A Tribute to a Seeing Eye Dog
by Beth
Last week was an emotional one for me. My new book Writing Out Loud was released on Tuesday, and my loveable retired Seeing Eye dog Hanni died the next day.
Hanni lived an amazing 17 years, guiding me and keeping me safe until she was ten, then bringing joy to our friends Steven and Nancy (they adopted her after she retired from guide work) for seven more years after that. Hanni played a major role in my life, and she plays a major role in my new book, too. It’s been a while since I wrote and revised some of the stories I’d written about her for Writing Out Loud, and rereading them this past week has helped me think about her and smile.
So how about we honor the memory of my brave, funny, smart, cute, fluffy, heroic, tail-wagging Seeing Eye dog by publishing chapter 24 from my new book here? That chapter is called Easterseals and the episode it describes dates back to 2005, when I was an intern here:
“Hello, Beth Finke?”
It’s a woman named Shirley. She works for a national non-profit called Easterseals that helps people with disabilities. “I heard one of your essays on the radio,” she says. “Would you be interested in an internship?”
I thought internships were for college kids. I am in my 40s. I don’t tell Shirley that, though. I just let her go on.
Easterseals is headquartered in Chicago, and they’ve just received a Technology Opportunities Project grant from the U.S. Department of Commerce. “We’re working with a software developer to find out if blind people can create and manage web content,” she says.
I have no idea what web content management is. I don’t tell her that either.
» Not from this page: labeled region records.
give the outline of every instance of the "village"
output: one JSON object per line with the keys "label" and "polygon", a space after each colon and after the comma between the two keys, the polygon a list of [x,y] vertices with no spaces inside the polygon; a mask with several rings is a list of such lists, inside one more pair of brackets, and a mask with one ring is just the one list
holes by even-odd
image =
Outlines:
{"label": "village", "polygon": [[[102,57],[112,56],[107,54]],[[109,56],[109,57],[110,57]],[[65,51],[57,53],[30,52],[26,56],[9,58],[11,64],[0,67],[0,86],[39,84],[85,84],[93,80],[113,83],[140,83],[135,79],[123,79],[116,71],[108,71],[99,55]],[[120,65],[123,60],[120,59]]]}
I tell her I’ll come in for an interview.
No one at the interview seems surprised or bothered by my age and inexperience. Or if they are, they don’t mention it. We like each other and I accept their offer. The paid part-time internship will end by the time Hanni and Beth: Safe & Sound is in bookstores, leaving me time to promote the new book.
Easterseals supplies me with a talking computer and gives me classes to learn how to use assistive technology with online calendars and office software. There’s a permanent spot for Hanni’s bowl under the sink in the women’s bathroom. I have my own cubicle and learn the joys of conference calls and business meetings.
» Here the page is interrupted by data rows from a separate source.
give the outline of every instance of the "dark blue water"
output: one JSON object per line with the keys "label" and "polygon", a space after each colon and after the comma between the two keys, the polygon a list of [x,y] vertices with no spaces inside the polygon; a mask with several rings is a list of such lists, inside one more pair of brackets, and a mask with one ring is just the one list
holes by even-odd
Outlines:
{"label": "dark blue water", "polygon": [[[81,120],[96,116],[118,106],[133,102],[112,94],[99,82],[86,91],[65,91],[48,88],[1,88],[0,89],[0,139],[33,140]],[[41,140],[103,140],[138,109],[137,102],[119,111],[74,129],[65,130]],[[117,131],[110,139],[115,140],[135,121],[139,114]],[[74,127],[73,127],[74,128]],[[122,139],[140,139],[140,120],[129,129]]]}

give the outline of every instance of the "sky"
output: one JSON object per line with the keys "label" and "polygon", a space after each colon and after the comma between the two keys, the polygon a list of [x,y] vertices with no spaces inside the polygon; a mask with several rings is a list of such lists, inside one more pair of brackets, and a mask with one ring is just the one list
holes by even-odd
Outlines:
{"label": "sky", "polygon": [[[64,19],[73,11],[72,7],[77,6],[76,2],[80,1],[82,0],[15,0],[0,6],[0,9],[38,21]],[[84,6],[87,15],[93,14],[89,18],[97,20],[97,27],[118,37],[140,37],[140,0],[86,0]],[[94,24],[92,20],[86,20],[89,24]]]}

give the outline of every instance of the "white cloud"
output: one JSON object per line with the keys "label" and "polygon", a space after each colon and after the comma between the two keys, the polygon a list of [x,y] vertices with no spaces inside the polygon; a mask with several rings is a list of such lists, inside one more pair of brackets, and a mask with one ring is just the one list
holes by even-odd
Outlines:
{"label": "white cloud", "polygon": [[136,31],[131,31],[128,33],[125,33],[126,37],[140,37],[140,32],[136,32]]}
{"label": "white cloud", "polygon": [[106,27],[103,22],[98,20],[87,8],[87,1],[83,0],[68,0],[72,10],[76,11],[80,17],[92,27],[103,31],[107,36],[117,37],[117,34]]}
On Friday afternoons Shirley and I meet for a “weekly download” to go over my progress.
One Friday, we find out the office will close early, so we decide to do something special. We’ll have our meeting at Jake’s Pub, Shirley’s favorite bar in Chicago.
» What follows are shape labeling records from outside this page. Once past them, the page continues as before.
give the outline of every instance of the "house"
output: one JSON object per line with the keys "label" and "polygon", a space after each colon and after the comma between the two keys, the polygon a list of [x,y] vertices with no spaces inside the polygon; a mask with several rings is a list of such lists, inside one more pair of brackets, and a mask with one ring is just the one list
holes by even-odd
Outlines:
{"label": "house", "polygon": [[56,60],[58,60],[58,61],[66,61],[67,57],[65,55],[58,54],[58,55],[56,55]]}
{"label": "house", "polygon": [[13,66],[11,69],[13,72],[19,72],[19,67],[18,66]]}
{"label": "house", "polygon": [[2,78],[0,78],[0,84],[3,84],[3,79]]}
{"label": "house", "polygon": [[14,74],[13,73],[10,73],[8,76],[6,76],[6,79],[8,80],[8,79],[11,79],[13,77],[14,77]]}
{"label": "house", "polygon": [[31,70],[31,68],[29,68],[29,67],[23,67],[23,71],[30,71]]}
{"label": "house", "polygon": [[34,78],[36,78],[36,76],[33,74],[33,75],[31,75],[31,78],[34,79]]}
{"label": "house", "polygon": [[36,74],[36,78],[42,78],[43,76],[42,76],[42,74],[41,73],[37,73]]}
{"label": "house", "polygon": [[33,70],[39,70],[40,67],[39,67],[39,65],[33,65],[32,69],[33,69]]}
Before I leave the office, I search for Hanni’s bowl. It’s gone. Cleaning staff take it by mistake? Oh, well. Its 3 o’clock, and Hanni has to eat. So I spill her Ziploc bag of dog food right onto the floor in the bathroom stall. “C’mon, Hanni! C’mon, hurry up!” I want her to finish before someone comes in and catches her licking the bathroom floor. “Hurry up, Hanni!”
After finally, finally finishing her food, Hanni leads me downstairs where we pile into a cab with Shirley and head to Jake’s. What a thoroughly modern working woman I am, joining my boss for cocktails at happy hour!
One drink leads to another. I start getting hungry. Jake’s doesn’t sell food – not even beer nuts. But I’m prepared. I reach down into my bag, feel for my pouch of almonds, set them on the bar and start to munch.
Ugh! Yuck! I fumble frantically on the bar for a napkin and spit. Dog food! No wonder it had taken Hanni so long to eat her dinner in the bathroom stall – I’d given her my almonds!
I should be horrified, but I have to laugh. My boss laughs, too. She’s seen a lot at Jake’s, she says, but until now she’s never seen anyone belly up to the bar for dog food.